4.3. In Silico Isolate Characterization: Serotypes, STs, and AMR

We used seq2MLST v. 1.0.1 [52] to identify the STs of each sample. For in silico serotyping, we compared the results of SeqSero2 [15] and SISTR [16].

Antibiotic resistance genes, mutations, and plasmids were identified using STARAMR 0.7.2 (https://github.com/phac-nml/staramr), which uses the ResFinder [53], PointFinder [54], and PlasmidFinder [55] databases. This tool provides a drug resistance prediction based on gene identification, but it does not imply clinical resistance. For this reason, we used a method based on machine learning developed by the PathoSystems Resource Integration Center (PATRIC) [43] to predict the minimum inhibitory concentration (MIC) for 15 clinically important antibiotics.

Table 5. Breakpoints used for antibiotic resistance testing. Breakpoints established by CLSI were used when available. There are no CLSI breakpoints for streptomycin or ceftiofur, so NARMS-established breakpoints (https://www.cdc.gov/narms/antibiotics-tested.html) were used instead.

Antibiotic	MIC Breakpoints (μg/mL)
Ampicillin (AMP)	≥32
Augmentin (AUG)	≥16
Ceftriaxone (AXO)	≥4
Azithromycin (AZI)	≥32
Chloramphenicol (CHL)	≥32
Ciprofloxacin (CIP)	≥1
Co-trimoxazole (COT)	≥4
Sulfisoxazole (FIS)	≥512
Cefoxitin (FOX)	≥32
Gentamicin (GEN)	≥16
Kanamicina (KAN)	≥64
Nalidixic acid (NAL)	≥32
Streptomycin (STR)	≥32
Tetracycline (TET)	≥16
Ceftiofur (TIO)	≥8

shows the breakpoints used to consider resistance.

4.4. Core Genome and Evolutionary Analysis

All publicly available complete S. enterica subsp. enterica genome assemblies were retrieved from RefSeq on 29 June 2020. We used SISTR and SeqSero2 to determine the serotype of each genome. We only kept those genomes of serotypes represented in our sample collection. In addition, we removed genomes with a discrepancy between the serotype indicated at the NCBI and the one obtained using SISTR and SeqSero2.

To analyze the relationships among the different isolates, we studied their pangenome. Shared orthologous genes were determined with Proteinortho5 [56]. Public genomes that did not contain most of the genes present in the study samples were discarded. In addition, duplicate genes were removed from the pangenome. For each isolate, genes in the strict core genome were concatenated. We used AMAS [57] to remove genes with an abnormally large number of undetermined characters or a high proportion of variable sites.

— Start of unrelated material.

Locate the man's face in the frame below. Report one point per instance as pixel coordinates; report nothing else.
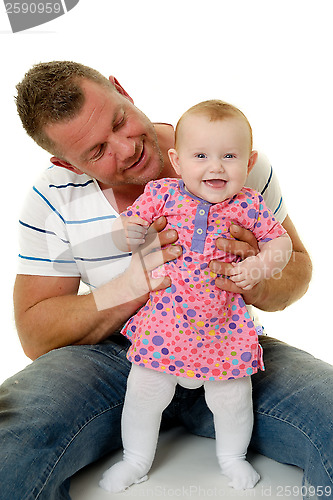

To reconstruct the global phylogeny of the isolates, we used IQTREE [58] employing the ultrafast bootstrap option [59] with 1000 replicates. Finally, MEGAX [60] was used to obtain the distance matrix among the analyzed genomes. To represent the different trees and include the serotyping results, we used iTOL (https://itol.embl.de).

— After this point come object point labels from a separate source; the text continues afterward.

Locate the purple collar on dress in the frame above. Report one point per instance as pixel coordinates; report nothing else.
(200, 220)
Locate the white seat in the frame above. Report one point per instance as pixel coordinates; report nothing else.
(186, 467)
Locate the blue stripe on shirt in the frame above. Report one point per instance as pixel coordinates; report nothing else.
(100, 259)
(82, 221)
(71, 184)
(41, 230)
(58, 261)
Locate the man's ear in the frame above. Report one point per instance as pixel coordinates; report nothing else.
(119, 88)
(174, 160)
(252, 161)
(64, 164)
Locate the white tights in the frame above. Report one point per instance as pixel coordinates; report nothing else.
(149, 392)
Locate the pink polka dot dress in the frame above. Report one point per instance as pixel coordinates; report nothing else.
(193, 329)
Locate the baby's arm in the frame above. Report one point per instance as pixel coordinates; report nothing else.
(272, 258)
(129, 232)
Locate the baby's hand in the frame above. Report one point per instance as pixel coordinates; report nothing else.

4.5. Cluster Definition and Epidemiological Investigation

With the aim of identifying clusters that were more likely to be associated with the same contamination source, we used the core genome alignment to group the isolates into clusters of increasing levels of similarity [61]. For this, we performed single-linkage clustering of the SNP distance matrix at three threshold levels (10, 5, and 3 SNPs), i.e., the maximum length separating the sequences in the same cluster. Clustering was performed using the R library DECIPHER [62]. Moreover, we related these clusters with epidemiological information (source/product, geographic location, and collection date) and predicted antimicrobial sensitivity (see above) for each isolate.

5. Conclusions

This study shows the potential of complete genome sequencing in epidemiological surveillance of S. enterica and highlights the need to incorporate WGS and bioinformatic techniques into routine surveillance analyses. As we have shown, an in silico approach is advantageous for the identification of these serotypes. However, the addition of complete genomes sequences of the less prevalent serotypes in Salmonella databases is essential for improving the quality of in silico methods for typing Salmonella isolates and resolve ambiguities and misassignments derived from serology.